Yazidis have made efforts to move back to their hometowns and rebuild despite widespread destruction, lack of basic infrastructure and ongoing clashes between rival forces. At the beginning of May thousands were forced to flee Sinjar to camps in Iraq’s Kurdish region after the Iraqi government launched an attack on Sinjar Resistance Units in Sinuny, the second clash there in a few weeks. At least two people were killed and a dozen wounded in two days of fighting.

The Sinjar Resistance Units (YBS) were formed in alliance with the Kurdistan Workers Party (PKK) in Turkey, in response to the 2014 Islamic State attack. Over decades the PKK has carried out an armed struggle against the government of Turkey, which denies national rights to the Kurdish people of that country.

Local residents of Sinjar took to the streets in response to the assaults, blocking roads to demand all armed forces leave the region. “Please let us lead our life,” Salah Salim told KirkukNow. “We thank everyone who defended our people and land but now we do not want any armed forces except for the local police. We won’t stop till all armed groups retreat.”

Those groups include units of the Popular Mobilization Forces, a militia based among Shiite Iraqis backed by Tehran. It advances the Iranian rulers’ intervention in Iraq, which has expanded their political and military clout across the Middle East.

Yazidis have also been hit by Turkish government attacks.
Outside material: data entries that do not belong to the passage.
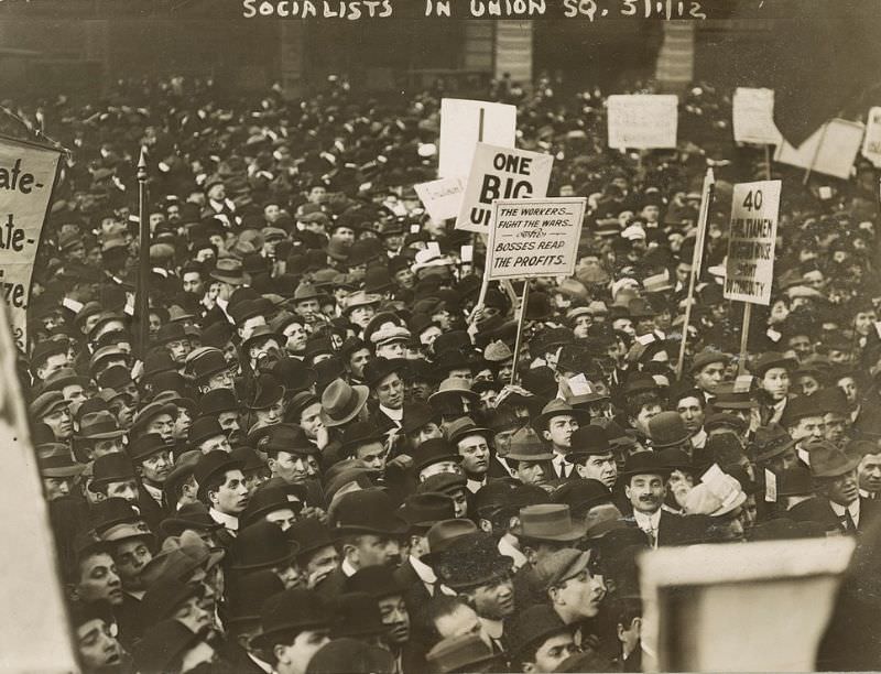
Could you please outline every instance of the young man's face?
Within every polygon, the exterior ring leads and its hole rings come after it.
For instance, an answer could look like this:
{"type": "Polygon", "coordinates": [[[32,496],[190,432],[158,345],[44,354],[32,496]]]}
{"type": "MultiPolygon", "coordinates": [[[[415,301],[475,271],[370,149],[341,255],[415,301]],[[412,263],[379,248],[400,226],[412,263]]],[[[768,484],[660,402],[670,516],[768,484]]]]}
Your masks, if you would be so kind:
{"type": "Polygon", "coordinates": [[[122,604],[122,580],[117,565],[108,553],[89,555],[79,563],[76,584],[77,598],[91,604],[106,601],[111,606],[122,604]]]}
{"type": "Polygon", "coordinates": [[[664,478],[660,475],[635,475],[624,487],[633,510],[654,514],[664,501],[664,478]]]}

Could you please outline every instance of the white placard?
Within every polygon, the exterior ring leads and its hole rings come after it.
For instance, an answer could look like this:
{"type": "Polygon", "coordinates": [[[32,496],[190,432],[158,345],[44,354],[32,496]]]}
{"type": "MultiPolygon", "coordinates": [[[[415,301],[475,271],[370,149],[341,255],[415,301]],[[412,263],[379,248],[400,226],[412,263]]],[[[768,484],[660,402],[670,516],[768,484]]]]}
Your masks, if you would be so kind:
{"type": "Polygon", "coordinates": [[[677,107],[670,94],[609,96],[609,148],[675,148],[677,107]]]}
{"type": "Polygon", "coordinates": [[[487,243],[487,278],[572,275],[587,199],[498,199],[487,243]]]}
{"type": "Polygon", "coordinates": [[[846,180],[860,151],[863,130],[858,122],[834,119],[797,148],[784,140],[777,145],[774,161],[846,180]]]}
{"type": "Polygon", "coordinates": [[[781,181],[738,183],[725,268],[726,300],[771,303],[781,181]]]}
{"type": "Polygon", "coordinates": [[[550,154],[478,143],[456,229],[488,235],[494,199],[537,199],[547,194],[550,154]]]}
{"type": "Polygon", "coordinates": [[[515,106],[486,100],[443,98],[437,175],[467,176],[477,143],[513,148],[515,140],[515,106]]]}
{"type": "Polygon", "coordinates": [[[738,87],[731,100],[735,140],[777,145],[783,137],[774,123],[774,90],[738,87]]]}

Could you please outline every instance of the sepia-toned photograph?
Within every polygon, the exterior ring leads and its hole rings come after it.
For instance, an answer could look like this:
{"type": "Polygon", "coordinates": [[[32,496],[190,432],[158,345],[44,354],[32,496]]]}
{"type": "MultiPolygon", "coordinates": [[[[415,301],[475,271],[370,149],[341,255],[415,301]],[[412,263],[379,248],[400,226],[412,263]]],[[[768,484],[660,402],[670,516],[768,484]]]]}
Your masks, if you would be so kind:
{"type": "Polygon", "coordinates": [[[0,674],[881,671],[879,35],[0,0],[0,674]]]}

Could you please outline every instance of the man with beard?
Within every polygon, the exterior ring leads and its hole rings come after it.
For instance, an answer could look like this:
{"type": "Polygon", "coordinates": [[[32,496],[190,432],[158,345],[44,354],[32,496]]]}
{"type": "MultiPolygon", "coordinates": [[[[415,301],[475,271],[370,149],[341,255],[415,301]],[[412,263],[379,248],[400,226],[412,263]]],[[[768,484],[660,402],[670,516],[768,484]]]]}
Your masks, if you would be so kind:
{"type": "Polygon", "coordinates": [[[129,456],[140,478],[138,509],[152,531],[171,513],[163,506],[162,487],[171,472],[172,452],[162,436],[148,433],[137,437],[129,447],[129,456]]]}
{"type": "Polygon", "coordinates": [[[599,480],[611,489],[618,479],[618,465],[606,430],[594,424],[581,426],[573,433],[572,452],[566,460],[575,464],[580,478],[599,480]]]}
{"type": "Polygon", "coordinates": [[[342,562],[318,584],[317,590],[325,599],[342,594],[346,579],[362,568],[394,568],[401,563],[406,522],[384,491],[362,489],[342,494],[336,502],[333,521],[342,562]]]}
{"type": "Polygon", "coordinates": [[[379,606],[382,624],[388,628],[382,642],[395,660],[395,672],[420,671],[418,653],[410,648],[410,611],[404,602],[404,588],[389,566],[362,568],[346,580],[346,593],[366,593],[379,606]]]}
{"type": "Polygon", "coordinates": [[[661,508],[668,475],[670,467],[654,452],[632,454],[621,474],[624,496],[633,509],[630,522],[649,537],[652,547],[676,543],[686,529],[681,517],[661,508]]]}
{"type": "Polygon", "coordinates": [[[859,457],[848,456],[828,441],[805,445],[811,456],[815,498],[793,506],[796,521],[818,522],[827,533],[860,534],[879,519],[881,503],[860,497],[857,481],[859,457]]]}
{"type": "Polygon", "coordinates": [[[193,475],[196,478],[199,500],[208,507],[208,514],[224,525],[226,540],[230,543],[239,531],[239,515],[248,507],[248,487],[241,464],[226,452],[209,452],[196,463],[193,475]]]}

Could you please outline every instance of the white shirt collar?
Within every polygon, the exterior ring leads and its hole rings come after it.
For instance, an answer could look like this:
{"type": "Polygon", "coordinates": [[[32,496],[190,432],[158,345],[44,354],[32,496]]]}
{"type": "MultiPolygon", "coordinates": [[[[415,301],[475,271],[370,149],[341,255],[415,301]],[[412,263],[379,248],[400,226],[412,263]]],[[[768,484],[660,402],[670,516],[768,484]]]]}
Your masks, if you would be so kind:
{"type": "Polygon", "coordinates": [[[239,518],[236,515],[228,515],[227,513],[215,510],[214,508],[208,510],[208,514],[211,515],[211,519],[215,522],[222,524],[227,531],[239,531],[239,518]]]}

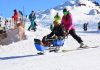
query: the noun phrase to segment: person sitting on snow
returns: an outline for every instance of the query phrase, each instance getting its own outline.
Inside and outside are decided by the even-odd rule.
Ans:
[[[50,34],[44,36],[42,39],[42,43],[44,46],[50,46],[51,42],[55,39],[64,39],[65,33],[62,28],[62,25],[57,21],[53,22],[54,28]]]
[[[63,14],[61,23],[66,30],[66,34],[70,34],[80,44],[80,48],[84,48],[83,40],[75,32],[71,13],[65,8],[63,9]]]

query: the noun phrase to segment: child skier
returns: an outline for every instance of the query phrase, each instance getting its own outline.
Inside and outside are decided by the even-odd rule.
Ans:
[[[64,15],[62,17],[61,23],[66,31],[66,34],[70,34],[80,44],[80,48],[85,47],[83,44],[83,40],[75,32],[71,13],[65,8],[63,9],[63,14]]]

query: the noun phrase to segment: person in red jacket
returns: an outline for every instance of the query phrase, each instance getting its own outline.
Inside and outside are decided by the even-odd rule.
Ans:
[[[14,20],[14,28],[17,28],[17,21],[18,21],[18,12],[16,9],[14,9],[14,15],[12,16]]]
[[[64,15],[62,17],[61,23],[66,31],[66,35],[70,34],[80,44],[81,48],[85,47],[83,40],[75,32],[71,13],[65,8],[63,9],[63,14]]]

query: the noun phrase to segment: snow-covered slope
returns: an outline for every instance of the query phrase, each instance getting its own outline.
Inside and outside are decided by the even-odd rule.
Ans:
[[[90,47],[100,46],[100,31],[97,30],[97,23],[100,15],[91,15],[89,11],[92,8],[78,6],[67,6],[73,14],[76,23],[76,33],[82,38],[84,43]],[[17,41],[18,34],[15,31],[9,32],[9,45],[0,45],[0,70],[100,70],[100,47],[86,50],[70,51],[62,53],[49,53],[37,55],[34,46],[34,38],[42,39],[43,36],[50,33],[49,27],[53,21],[53,14],[62,10],[50,9],[48,15],[42,14],[43,18],[38,19],[37,31],[27,31],[30,25],[25,22],[26,40]],[[46,21],[46,22],[45,22]],[[88,31],[83,31],[82,24],[89,21]],[[64,46],[61,49],[71,50],[79,47],[79,44],[69,35],[65,39]]]
[[[80,0],[78,1],[80,2]],[[59,15],[62,16],[62,10],[64,8],[67,8],[73,15],[73,22],[75,24],[82,23],[81,21],[92,23],[98,23],[100,21],[100,10],[95,6],[95,4],[92,1],[84,1],[81,2],[82,4],[86,4],[86,6],[77,6],[77,2],[75,1],[67,1],[61,5],[58,5],[54,8],[47,9],[46,11],[43,11],[38,15],[39,22],[42,22],[44,26],[52,24],[54,20],[54,16],[57,12],[59,12]],[[93,19],[93,20],[88,20]],[[95,20],[95,21],[94,21]],[[82,24],[83,24],[82,23]],[[46,25],[45,25],[46,24]]]

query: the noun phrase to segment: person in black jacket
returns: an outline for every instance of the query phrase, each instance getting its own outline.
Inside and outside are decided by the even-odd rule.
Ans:
[[[44,36],[42,39],[42,43],[45,46],[50,45],[50,43],[53,40],[64,39],[64,37],[65,37],[65,33],[64,33],[64,29],[63,29],[62,25],[56,21],[54,21],[53,24],[54,24],[54,28],[53,28],[52,32],[50,34]]]

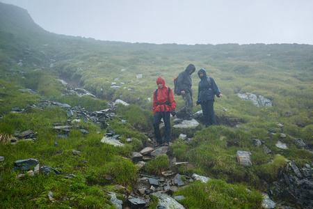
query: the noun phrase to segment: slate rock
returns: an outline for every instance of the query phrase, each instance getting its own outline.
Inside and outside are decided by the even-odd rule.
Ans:
[[[138,198],[129,198],[128,201],[131,204],[131,208],[143,208],[146,203],[143,200]]]
[[[303,148],[305,146],[305,143],[303,142],[303,140],[302,139],[294,139],[294,143],[296,144],[296,146],[299,148]]]
[[[286,144],[282,143],[282,142],[280,141],[278,141],[276,143],[275,146],[276,146],[278,148],[280,148],[284,149],[284,150],[286,150],[286,149],[288,148],[287,146],[287,145],[286,145]]]
[[[193,176],[191,176],[191,178],[193,178],[194,180],[198,180],[201,181],[202,183],[207,183],[211,178],[209,177],[203,176],[199,176],[196,173],[193,173]]]
[[[268,196],[266,194],[263,194],[262,208],[275,208],[276,203],[269,199]]]
[[[185,183],[182,180],[182,178],[181,178],[179,173],[176,174],[176,176],[173,178],[173,179],[172,180],[173,185],[177,185],[179,187],[183,186],[185,185]]]
[[[150,185],[154,185],[159,187],[159,180],[154,178],[149,178],[149,183]]]
[[[134,152],[131,155],[131,159],[133,162],[139,162],[143,160],[143,155],[139,153]]]
[[[110,202],[111,202],[116,208],[122,209],[123,201],[117,198],[116,194],[112,192],[111,194],[109,194],[109,195],[111,196]]]
[[[145,147],[143,149],[142,149],[139,153],[143,155],[147,155],[152,152],[153,152],[154,149],[152,147]]]
[[[241,165],[246,167],[252,166],[251,162],[252,154],[250,152],[238,150],[236,155],[237,155],[237,161],[239,162]]]
[[[262,143],[261,142],[261,140],[257,139],[252,139],[253,144],[256,147],[260,147],[262,145]]]
[[[31,167],[37,165],[39,163],[38,160],[30,158],[27,160],[19,160],[14,162],[14,165],[18,167],[22,167],[23,164],[29,164]]]
[[[294,172],[296,173],[298,178],[302,178],[303,176],[302,176],[301,172],[300,172],[299,169],[296,165],[296,163],[294,162],[291,162],[289,163],[289,166],[291,167],[291,169],[294,170]]]
[[[168,151],[168,146],[159,147],[151,153],[151,156],[152,157],[156,158],[161,155],[166,155]]]
[[[163,194],[159,197],[159,204],[156,208],[184,209],[185,208],[168,195]]]
[[[172,127],[176,128],[181,129],[195,129],[199,125],[199,123],[195,119],[192,119],[191,121],[183,121],[181,124],[174,125]]]

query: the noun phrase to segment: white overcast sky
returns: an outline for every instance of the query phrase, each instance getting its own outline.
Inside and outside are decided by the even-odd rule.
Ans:
[[[0,0],[58,34],[128,42],[313,45],[312,0]]]

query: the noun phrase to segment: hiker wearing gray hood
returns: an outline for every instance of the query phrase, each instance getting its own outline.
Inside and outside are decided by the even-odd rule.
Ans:
[[[198,87],[198,93],[195,106],[201,104],[205,127],[211,125],[217,125],[214,109],[214,98],[215,95],[220,98],[222,94],[214,79],[207,75],[204,68],[200,69],[198,75],[201,80]]]
[[[191,120],[191,110],[193,105],[193,91],[191,86],[193,85],[191,75],[195,71],[195,65],[189,64],[186,70],[177,77],[177,88],[182,94],[185,101],[185,107],[179,110],[176,115],[177,118],[182,119]]]

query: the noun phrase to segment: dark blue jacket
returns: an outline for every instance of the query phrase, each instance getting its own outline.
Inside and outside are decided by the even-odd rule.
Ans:
[[[193,70],[193,71],[189,73],[191,70]],[[184,91],[186,93],[190,93],[191,96],[193,95],[193,91],[191,89],[193,84],[190,76],[195,71],[195,65],[189,64],[184,71],[179,73],[177,77],[177,88],[179,91]]]
[[[202,72],[203,76],[201,77],[199,76],[201,81],[199,82],[198,86],[198,94],[197,104],[199,104],[202,102],[206,102],[209,100],[214,100],[215,95],[219,98],[220,92],[215,83],[214,79],[211,77],[207,77],[207,72],[204,68],[199,70],[198,72],[198,75],[199,72]],[[208,79],[211,81],[211,85],[209,85],[209,82],[207,80]]]

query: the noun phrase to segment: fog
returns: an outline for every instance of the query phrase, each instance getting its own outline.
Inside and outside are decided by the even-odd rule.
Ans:
[[[0,0],[58,34],[129,42],[313,45],[312,0]]]

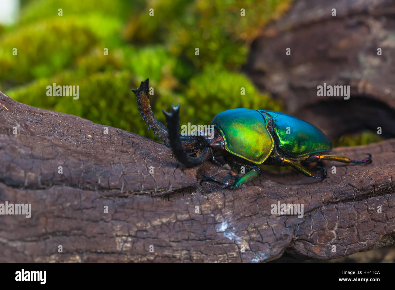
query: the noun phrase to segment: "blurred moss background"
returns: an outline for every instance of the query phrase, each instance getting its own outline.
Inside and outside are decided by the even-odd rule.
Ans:
[[[164,123],[162,109],[179,103],[181,124],[209,124],[237,107],[282,110],[240,68],[252,40],[291,2],[21,0],[17,21],[0,26],[0,90],[25,104],[156,140],[131,90],[147,78],[153,110]],[[47,96],[53,83],[79,86],[79,99]],[[335,144],[376,140],[367,134]]]

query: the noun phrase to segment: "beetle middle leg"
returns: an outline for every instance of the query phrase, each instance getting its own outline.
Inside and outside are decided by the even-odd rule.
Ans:
[[[284,166],[284,165],[290,165],[294,168],[300,172],[303,173],[305,175],[309,177],[313,177],[314,178],[324,178],[326,177],[326,170],[324,167],[320,166],[317,167],[318,168],[321,168],[321,172],[319,175],[313,174],[307,169],[303,168],[299,164],[292,160],[287,159],[284,156],[277,156],[273,158],[271,161],[271,165],[279,165]]]
[[[205,181],[211,181],[222,184],[226,188],[233,189],[239,187],[243,183],[259,177],[261,175],[261,168],[258,166],[246,166],[245,169],[247,172],[245,174],[232,174],[231,171],[229,172],[222,181],[213,177],[204,177],[200,181],[200,184]]]

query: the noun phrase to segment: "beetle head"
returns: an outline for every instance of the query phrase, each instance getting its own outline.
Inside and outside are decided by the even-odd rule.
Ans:
[[[201,138],[201,143],[205,146],[210,147],[216,156],[222,155],[225,149],[225,140],[221,132],[216,128],[202,129],[199,135]]]

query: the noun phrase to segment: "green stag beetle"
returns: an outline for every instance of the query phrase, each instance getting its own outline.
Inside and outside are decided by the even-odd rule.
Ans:
[[[181,136],[180,134],[180,105],[172,105],[171,113],[162,110],[167,127],[154,116],[149,105],[148,79],[132,90],[138,109],[150,129],[169,146],[178,161],[192,167],[210,160],[228,169],[244,166],[245,173],[231,170],[222,181],[205,177],[204,181],[219,183],[233,189],[259,176],[261,165],[291,166],[305,175],[316,178],[326,176],[326,170],[318,167],[316,174],[304,168],[302,163],[335,160],[344,163],[371,162],[372,155],[360,161],[343,156],[322,155],[332,150],[332,142],[322,132],[307,122],[284,113],[273,111],[237,109],[220,113],[211,122],[213,134]],[[292,128],[292,133],[287,132]],[[288,133],[287,134],[287,133]],[[188,150],[186,150],[188,148]],[[222,157],[222,163],[217,159]],[[224,161],[225,163],[224,163]]]

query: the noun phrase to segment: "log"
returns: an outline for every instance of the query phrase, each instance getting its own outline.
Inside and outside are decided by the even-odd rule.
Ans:
[[[392,0],[297,0],[254,41],[245,71],[331,138],[378,127],[395,137],[394,13]],[[324,83],[350,86],[350,99],[318,96]]]
[[[373,161],[325,162],[322,181],[263,170],[229,190],[199,182],[225,169],[186,168],[133,133],[1,92],[0,112],[0,204],[32,205],[30,218],[0,217],[0,262],[329,259],[394,243],[395,139],[336,148]],[[303,204],[303,216],[272,214],[279,202]]]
A June 15 airstrike in Sinuny, widely reported to have come from a Turkish drone, killed a 12-year-old boy and injured several members of his family, as well as four YBS militiamen.

In 2020 the Iraqi government and the Kurdistan Regional Government in Erbil signed an agreement that called for withdrawal from Sinjar of all forces other than Iraqi police, with the Kurdish Regional Government having administrative control. Forces in Iraq that are allied with Tehran blocked implementation of the agreement.

In Afrin, an area of Syria controlled by Ankara-backed militias, civil war and oppressive conditions imposed by Islamist forces have reduced the Yazidi community from tens of thousands to a few thousand.

In a solidarity message to the Aug. 1 memorial of the 2014 slaughter, the Communist League in the U.K. said “working people around the world were horrified by the launch of Islamic State’s genocidal campaign against the Yazidi people — the culmination of years of Islamist terror attacks against Yazidis and other minorities in the aftermath of the 2003 U.S.-U.K. invasion of Iraq.”

The ongoing assaults on the Yazidi people “are an indictment of imperialism and its growing world disorder. The horrors visited on the peoples of Iraq, Syria and the region over decades are a glimpse of the future of all of humanity so long as this system of exploitation and oppression remains in place.”

For working-class parties in the U.K. and elsewhere, “telling the truth about the fight of the Yazidi people for their very existence is a basic duty. Nothing shows better the enormous responsibility we have to prevent imperialism’s ongoing march toward fascism and world war.”